Diacomit (Stiripentol)

Diacomit is an anticonvulsant medicine used for the treatment of seizures associated with Dravet syndrome in patients taking clobazam who are aged 6 months and older and weighing 7 kg or more. There is no clinical data to support the use of this pharmaceutical product as monotherapy in Dravet syndrome.

Recommended Dosage: The recommended dosage is 50 mg/kg/day, administered in 2 or 3 divided doses (i.e., 16.67 mg/kg thrice daily or 25 mg/kg twice daily), depending on the patient’s age and body weight. If the exact dosage can not be achieved with available strengths, round to the nearest possible dosage, which is usually within 50-150 mg of the recommended 50 mg/kg/day. A combination of a couple of Diacomit strengths can be used to achieve this dosage. The maximum recommended total dosage is 3,000 mg daily.

Diacomit capsule must be swallowed completely with a glass of water during a meal. Avoid breaking or opening the capsules.

Diacomit Powder for Oral Suspension should be mixed in a glass of water (100mL) and should be taken promptly after mixing during a meal. To be sure there is no drug left in the glass, add a small amount of water (25mL) to the drinking cup and drink all of the mixture. 

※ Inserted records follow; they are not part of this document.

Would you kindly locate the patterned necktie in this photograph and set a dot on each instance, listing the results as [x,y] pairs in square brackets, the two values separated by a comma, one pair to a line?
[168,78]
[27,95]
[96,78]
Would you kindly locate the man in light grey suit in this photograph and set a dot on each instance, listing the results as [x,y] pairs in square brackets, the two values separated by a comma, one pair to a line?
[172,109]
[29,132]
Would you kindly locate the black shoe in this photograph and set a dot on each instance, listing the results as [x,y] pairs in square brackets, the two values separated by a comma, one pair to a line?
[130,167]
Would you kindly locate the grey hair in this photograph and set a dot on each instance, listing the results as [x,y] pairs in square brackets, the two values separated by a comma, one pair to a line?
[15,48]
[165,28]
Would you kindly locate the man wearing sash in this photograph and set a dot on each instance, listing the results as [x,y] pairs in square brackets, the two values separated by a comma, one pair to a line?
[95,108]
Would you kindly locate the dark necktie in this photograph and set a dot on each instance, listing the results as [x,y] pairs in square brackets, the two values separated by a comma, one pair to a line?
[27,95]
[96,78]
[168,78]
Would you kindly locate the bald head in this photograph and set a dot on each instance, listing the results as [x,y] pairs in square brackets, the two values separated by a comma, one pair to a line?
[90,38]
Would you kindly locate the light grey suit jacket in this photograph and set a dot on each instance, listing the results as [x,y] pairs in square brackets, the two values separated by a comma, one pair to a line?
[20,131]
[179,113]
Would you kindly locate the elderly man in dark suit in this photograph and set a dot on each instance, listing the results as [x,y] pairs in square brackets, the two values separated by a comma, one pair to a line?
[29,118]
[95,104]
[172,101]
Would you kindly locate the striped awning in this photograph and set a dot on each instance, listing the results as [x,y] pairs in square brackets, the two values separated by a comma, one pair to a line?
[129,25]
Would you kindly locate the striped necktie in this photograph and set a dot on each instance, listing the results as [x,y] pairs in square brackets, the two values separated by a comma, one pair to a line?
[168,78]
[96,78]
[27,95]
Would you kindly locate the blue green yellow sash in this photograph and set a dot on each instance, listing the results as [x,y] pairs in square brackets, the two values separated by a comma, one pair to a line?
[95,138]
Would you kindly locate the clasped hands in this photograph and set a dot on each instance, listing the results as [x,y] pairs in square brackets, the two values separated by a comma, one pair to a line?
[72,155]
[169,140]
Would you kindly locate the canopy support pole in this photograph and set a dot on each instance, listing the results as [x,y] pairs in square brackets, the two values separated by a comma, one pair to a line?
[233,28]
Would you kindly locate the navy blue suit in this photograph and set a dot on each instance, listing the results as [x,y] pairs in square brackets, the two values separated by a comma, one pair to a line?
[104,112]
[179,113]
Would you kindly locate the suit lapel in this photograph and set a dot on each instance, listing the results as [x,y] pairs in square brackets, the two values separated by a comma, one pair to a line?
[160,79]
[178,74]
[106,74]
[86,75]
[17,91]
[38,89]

Take a missed dose as soon as possible. If it is near time for the very next scheduled dose, take the missed dose. Instead, take the next scheduled dose. Do not double the doses.

• Diacomit 250 mg or 500 mg medication can cause somnolence. Doctors should evaluate patients for somnolence. Doctors should alert patients against engaging in hazardous activities requiring mental alertness, such as operating dangerous machinery or motor vehicles, until the effect of medicine on mental alertness is known.
• Concomitant use of medication Stiripentol with certain other existing CNS depressants, including alcohol, may be responsible for increasing the risk of sedation and somnolence. 
• Stiripentol can cause decreases in appetite and weight. Nausea and vomiting may also occur a bit more frequently in Stiripentol-treated patients. Given the frequency of these side effects, the growth of pediatric patients treated with drug Stiripentol should be carefully monitored.
• The stiripentol capsule can be responsible for causing a significant reduction in neutrophil and platelet count. Hematologic testing needs to be done prior to starting therapy with Stiripentol, and then every six months.
• As with most antiepileptic medicines, Diacomit should generally be withdrawn gradually to reduce the probability of higher seizure frequency and status epilepticus. At junctures where rapid withdrawal of Diacomit is needed (e.g., in the setting of serious side effects), apt monitoring is required.
• Phenylalanine can be hazardous to those with phenylketonuria. Diacomit for oral suspension contains phenylalanine, a component of aspartame. Each 250 mg and 500 mg packet contains 1.40 mg and 2.80 mg phenylalanine respectively. Before prescribing it to a patient with Phenylalanine, consider the combined daily quantity of phenylalanine from entire sources, including Diacomit for oral suspension. Capsules do not contain phenylalanine.
• AEDs, including Diacomit 500mg or 250mg, may increase the risk of suicidal thoughts or behavior in those taking these medicines for any indication. Those treated with any AED for any indication need to be assessed for the emergence or worsening of depression, suicidal thoughts or behavior, or any unusual changes in behavior or mood. Patients should notify their health specialist if they become pregnant or intend to become pregnant during Stiripentol therapy. Encourage patients to enroll in the NAAED Pregnancy registry in case they become pregnant. Patients should notify their health specialist if they are breastfeeding or intend to breastfeed during therapy. 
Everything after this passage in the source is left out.